As the labels in the above figure indicate, we simulated the data to have different levels of skew. `r1` was sampled from a normal distribution, `r2` was sampled from a distribution that was positively skewed, and `r3` was sampled from a distribution that was negatively skewed.

This is reflected in the values of skew return for each of out data sets: close to zero for `r1`, almost 1 for `r2` and -0.9 for `r3`.

The level of kurtosis in our data was not directly specified, but we can see how these values do describe the amount of kurtosis in these data.

skew.2SE and kurt.2SE

`stat-desc()` also provides `skew.2SE` and `kurt.2SE`.

By converting skew and kurtosis to z-scores, it is possible to determine how common (or uncommon) the level of skew and kurtosis in our sample truly are. The value of `skew.2SE` and `kurt.2SE` are equal to skew and kurtosis divided by 2 standard errors. By normalizing skew and kurtosis in this way, if `skew.2SE` and `kurt.2SE` are greater than 1, we can conclude that there is only a 5% chance (i.e. p < 0.05) of obtaining values of skew and kurtosis as or more extreme than this by chance.

Because these normalized values involve dividing by 2 standard errors, they are sensitive to the size of the sample. `skew.2SE` and `kurt.2SE` are most appropriate for relatively small samples, 30-50. For larger samples, it is best to compute values corresponding to `2.58SE` (p < 0.01) and `3.29SE` (p < 0.001).
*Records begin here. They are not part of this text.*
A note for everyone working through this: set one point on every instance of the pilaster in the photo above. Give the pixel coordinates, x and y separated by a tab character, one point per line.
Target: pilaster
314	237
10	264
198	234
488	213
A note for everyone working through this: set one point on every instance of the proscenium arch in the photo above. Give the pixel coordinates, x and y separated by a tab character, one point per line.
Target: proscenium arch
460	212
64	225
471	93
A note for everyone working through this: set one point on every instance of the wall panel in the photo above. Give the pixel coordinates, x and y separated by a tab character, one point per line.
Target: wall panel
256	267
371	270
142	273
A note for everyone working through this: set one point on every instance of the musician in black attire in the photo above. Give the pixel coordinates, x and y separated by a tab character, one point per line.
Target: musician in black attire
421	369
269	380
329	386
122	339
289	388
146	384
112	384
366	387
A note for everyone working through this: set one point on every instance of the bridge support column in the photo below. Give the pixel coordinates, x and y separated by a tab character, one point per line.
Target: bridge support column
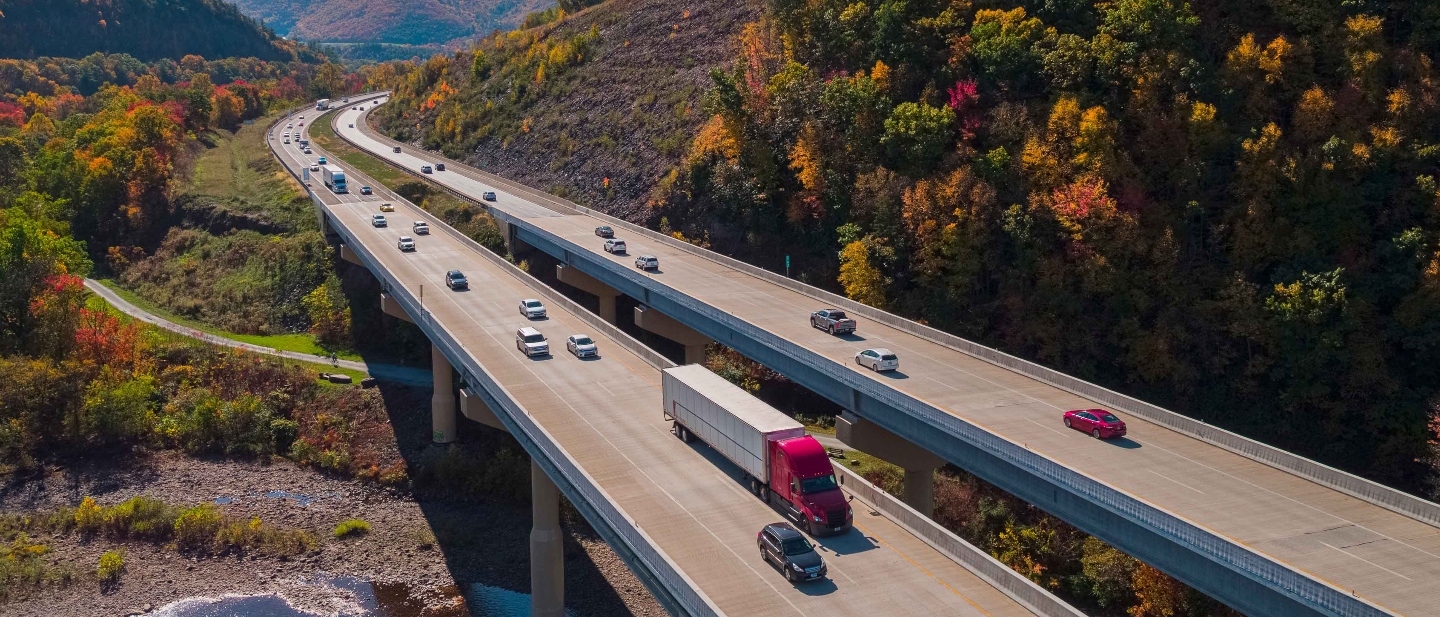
393	309
513	244
582	281
653	320
546	555
919	464
442	402
474	408
349	255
In very large samples, say 200 observations or more, it is best to look at the shape of the distribution visually and consider the actual values of skew and kurtosis, not their normalized values.

### Summary

In this post we learned how to quantify the shape of the distribution associated with our data. In the final blog in this series, we will learn how to specifically test whether a distribution is normal using the Shapiro-Wilk’s test.